Do You Age Slower If You Sleep More?

Your sleeping habits may alter as you age. You may observe that you tire out earlier in the day than you used to or that you have difficulty sleeping at night.

Up until around age 60, the majority of sleep characteristics decrease with age and then mostly stay the same. This is particularly true for those who are in good health and don't experience sleep issues.

Sleep Patterns Change

A normal sleep cycle consists of multiple phases: NREM 1 (non-rapid eye movement) is a light phase, followed by NREM 2 (a deeper, more restorative phase). At last, you reach the REM phase, during which you can see and dream. Every one of these stages has a distinct function. Enough cycles through each of these stages are necessary for optimum mental, emotional, and physical well-being.

An irregular sleep schedule can have an impact on how quickly you age. According to one study, those who sleep less consistently—defined as those whose average sleep time varies by more than thirty minutes over the course of seven nights—have a twofold higher risk of cardiovascular disease compared to those who sleep the most regularly.

According to the research, insufficient sleep may also accelerate the aging process by altering how the brain processes information, disrupting the flow of information between different parts of the brain, and impairing memory, appetite, and mood. The PSQI total scores, for example, are summary assessments of sleep quality that the researchers claim do not adequately capture these intricate interactions and should be considered partially separate symptoms.

New Mental Health Issues

It is not a given that a restful night's sleep will translate into a happy and healthy existence. A lot of people deal with mental health problems, which can make it difficult to get a decent night's sleep.
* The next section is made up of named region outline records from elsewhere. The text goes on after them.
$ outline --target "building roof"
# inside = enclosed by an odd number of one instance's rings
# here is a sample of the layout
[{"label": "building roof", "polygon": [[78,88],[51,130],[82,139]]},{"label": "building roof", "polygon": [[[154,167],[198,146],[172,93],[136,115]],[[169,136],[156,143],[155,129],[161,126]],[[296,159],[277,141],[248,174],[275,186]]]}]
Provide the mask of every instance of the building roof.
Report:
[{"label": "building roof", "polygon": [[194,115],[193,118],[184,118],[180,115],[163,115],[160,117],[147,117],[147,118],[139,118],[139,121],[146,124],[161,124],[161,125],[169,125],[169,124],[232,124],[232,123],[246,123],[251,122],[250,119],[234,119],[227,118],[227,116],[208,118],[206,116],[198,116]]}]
For instance, certain patients with mental illnesses like bipolar disorder or schizophrenia may experience trouble getting to sleep and remaining asleep. Sleep disturbances can also be caused by other issues, including seasonal affective disorder or a history of self-harm. Insomnia can result from taking some medications, including those for the heart, high blood pressure, depression, and Parkinson's disease. Even some over-the-counter decongestants contain pseudoephedrine, a stimulant that can keep individuals awake at night.

Other side effects of these disorders that can accelerate aging include dark circles and puffy eyes, obesity-causing desires, and difficulty focusing on duties at home and at work. Getting these illnesses treated and assisted can have a significant impact. Regretfully, almost 60% of people who report just fair or poor mental health have not been able to access the necessary resources.

Changing Circadian Rhythms

Biological clocks, also known as circadian rhythms, regulate everything from behavior to metabolism and hormone production. They typically operate on 24-hour cycles. They offer the ideal conditions for cell growth and development and aid in maintaining the body's regular sleep-wake cycle.

Circadian rhythms are shared by almost all living things, including fungi, plants, mammals, and microbes. Although environmental cues such as temperature, activity, and daylight have an impact, your brain's internal clock, housed in the suprachiasmatic nucleus (SCN), is the main regulator of circadian rhythms.

Your circadian rhythms may become desynchronized with the day-night cycle as you age, resulting in symptoms such as shift work disorder, jet lag, and delayed sleep phase syndrome. Speak with your healthcare practitioner if you're experiencing problems falling or staying asleep at night or if you feel exhausted all day long. They can offer suggestions for restful sleep patterns and exposure to light that might aid in reestablishing your circadian cycles.

Physical Changes

Your feelings and abilities might be impacted by physical changes. For instance, as you age, your skin may get thinner and more wrinkled. It's also possible for some people to lose more hair than usual. Tissues within the body may begin to contract and stiffen, making it more difficult for them to absorb oxygen and expel carbon dioxide. In many tissues, waste materials accumulate, and lipofuscin, a fatty brown pigment, accumulates.

Additionally, you might realize that your vision is becoming less clear. As they get older, almost everyone goes through this. Focusing on close objects becomes challenging due to the stiffening of the eye's lens. We refer to this as presbyopia.

While the majority of these bodily changes are inevitable, they can be reduced with good nutrition, regular exercise, vitamin supplements, and abstaining from tobacco and heavy alcohol use. How quickly these changes happen and how much of an influence they have on your body will also depend on the lifestyle decisions you make.